Richard Prebble's Letter From Wellington #39
Letter from Wellington
Monday, 20 November 2000
Helen Clark's visionless speech and the choice of a professional election campaigner as party president is a clear indication that Labour's sole objective is to be re-elected. Neither Mike Williams or Clark have stated any vision of how New Zealand can a prosperous nation. ACT is consistently launching policy to show New Zealanders there is an alternative. ACT's fresh ideas and superior policy will allow New Zealand to be 10th by 2010.
Where Are The Gaps?
Helen Clark's glaring omission of 'closing the gaps' in her speech to Labour's annual conference is poll driven. Labour's polling shows the policy is very unpopular. Simon Chapple's research that showed competitive labour markets had closed the gaps in the 1990s rocked Labour. However, Michael Cullen did address the 'gaps', "We have fallen behind in terms of our relative standard of living and therefore also in terms of many key social indicators, such as quality of housing and life expectancy. We are towards the bottom end of the first world when we should be at the top. That is the real gap we have to close." Dr Cullen is correct to say it is the most important gap to close. What he didn't say is that his government has spectacularly increased this gap.

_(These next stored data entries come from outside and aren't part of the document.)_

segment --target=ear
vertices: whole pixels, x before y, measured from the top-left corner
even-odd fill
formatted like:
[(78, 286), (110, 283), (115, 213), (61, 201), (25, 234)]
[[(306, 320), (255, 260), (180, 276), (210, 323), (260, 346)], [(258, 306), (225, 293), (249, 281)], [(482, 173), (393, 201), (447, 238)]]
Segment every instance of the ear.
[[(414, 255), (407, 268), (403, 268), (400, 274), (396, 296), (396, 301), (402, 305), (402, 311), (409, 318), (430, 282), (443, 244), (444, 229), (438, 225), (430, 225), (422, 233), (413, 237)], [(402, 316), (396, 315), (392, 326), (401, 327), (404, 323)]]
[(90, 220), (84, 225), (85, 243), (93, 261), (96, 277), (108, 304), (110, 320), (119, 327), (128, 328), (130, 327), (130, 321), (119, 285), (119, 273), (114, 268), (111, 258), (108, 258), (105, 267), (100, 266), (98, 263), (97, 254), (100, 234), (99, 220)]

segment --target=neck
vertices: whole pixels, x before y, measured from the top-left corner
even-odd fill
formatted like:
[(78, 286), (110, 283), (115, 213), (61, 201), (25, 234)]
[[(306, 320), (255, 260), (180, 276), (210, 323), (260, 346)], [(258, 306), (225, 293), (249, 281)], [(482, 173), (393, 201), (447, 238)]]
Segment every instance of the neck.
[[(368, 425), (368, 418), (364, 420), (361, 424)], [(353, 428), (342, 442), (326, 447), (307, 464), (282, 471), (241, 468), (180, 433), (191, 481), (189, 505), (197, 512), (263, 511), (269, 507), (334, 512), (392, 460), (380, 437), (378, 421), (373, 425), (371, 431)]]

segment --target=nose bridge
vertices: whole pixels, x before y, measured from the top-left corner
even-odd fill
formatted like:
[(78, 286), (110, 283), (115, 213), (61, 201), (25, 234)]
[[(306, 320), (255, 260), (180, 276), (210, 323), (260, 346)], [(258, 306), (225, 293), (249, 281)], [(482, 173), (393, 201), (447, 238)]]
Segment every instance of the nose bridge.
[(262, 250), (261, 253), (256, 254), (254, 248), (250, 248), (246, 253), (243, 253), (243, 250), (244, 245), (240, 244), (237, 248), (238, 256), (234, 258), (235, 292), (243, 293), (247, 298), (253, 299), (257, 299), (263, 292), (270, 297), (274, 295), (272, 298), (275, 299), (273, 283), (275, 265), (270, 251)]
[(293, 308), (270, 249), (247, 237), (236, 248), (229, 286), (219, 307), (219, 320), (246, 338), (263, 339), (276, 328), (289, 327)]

How To Be A Treaty Champion
While Labour watered down the health legislation Treaty clause, officials are still advancing the policy. Health Waikato is typical. All staff, from surgeons to cleaners, are being put through a Treaty programme. Staff are graded from level one to six. At level one staff must show an appreciation of the effects of colonisation on Maori i.e. the holocaust. A level six grade is a staff member who is "consistently proactive in supporting Treaty-based service and being an advocate for Maori initiatives". Level five is considered a "Treaty champion". It is unclear if pay rises will be given to those who 'pass'. Chief executive Jan White has called it the "most significant change ever faced by the organisation". When one thinks of the restructuring the Health sector has endured over the last decade it shows how comprehensive the Treaty health programme is. Health administrators who have spoken to the Letter say all of the extra $27 million health allocation will be devoured by administration. Health will be Labour's Waterloo.
A 'Favourable' Economic Review.
The only extraordinary feature of the leaked National Party economic document was that National, Labour and media commentators all thought it was favourable. The document predicts 4 per cent inflation, that the Reserve Bank will increase interest rates, growth this year of 1.8 per cent rising to just 3 per cent in 2002. Anarchy would produce a similar situation in the current booming world economy. When the growth forecasts are compared with Tajikistan (5 per cent), Bangladesh (5.5 per cent) and the Maldives (7 per cent), one would hate to think what Bill and National regard as unfavourable economic data. ACT is the only party putting the case for accelerated economic growth.
What's The Big Secret?
The Letter has received an extraordinary complaint from a regular Letter reader. It appears Minister of Agriculture, Jim Sutton, is making businessmen sign confidentiality agreements after meetings with him. ACT is so incredulous that Owen Jennings has written to the Minister asking if it is true and if so why? It is the Letter's belief that a Minister's use of confidentiality agreements in these circumstances is not legally enforceable and is in fact contrary to the Official Information Act. What's the big secret?
The ENZA Monopoly
In opposition Jim Sutton opposed attempts by ACT and National to introduce competition into the market. ENZA granted a token number of export licences last year. Those lucky enough to get a licence claim they only get licences if ENZA believes there is no profit to be made. ENZA is currently suing one of the licensees for selling fruit contrary to the conditions of the licence - a point that is hotly contested. The private licensees claim to have delivered a better price to their growers. Rumour has it that Mr Sutton now wants to give orchardists a chance to vote for deregulation but is scared of court action. Companies who bought into the statutory monopoly may seek compensation for the premium price they paid for state protection.
Rodney Hide Won It
Jan and Murray Willis, the Auckland couple who won a 14 year tax dispute with the IRD are lucky ACT MP Rodney Hide went into bat for them. The dispute cost them their business, home and hundreds of thousands of dollars, before they finally received an apology and acknowledgement from the IRD that they never had owed them any money. National and Labour MPs in the past consistently refused to take on the IRD. Rodney backed the Willis', took on their case and achieved justice.
ACT Wins Again
ACT MP Stephen Franks has had another private members bill drawn for the members ballot - the second in as many ballots. The Bill will remove secrecy from the Family Court. In West Australia they found (as is the case here) that during custody battles couples use the secrecy of the Family Court to make wild accusations of child abuse etc. Reporting and open Court access results in dramatically fewer spurious allegations as family and friends will know they are false. The Bill was a Muriel Newman idea, unearthed during research on the Shared Parenting Bill. Muriel will take responsibility for the Bill's progression through the House. This Wednesday ACT will have four Members Bills in a row on the order paper. This has never happened before and accurately reflects the hard work of ACT's parliamentary team.
Serbia has offered the United Nations 30,000 troops to help restore democracy to the United States.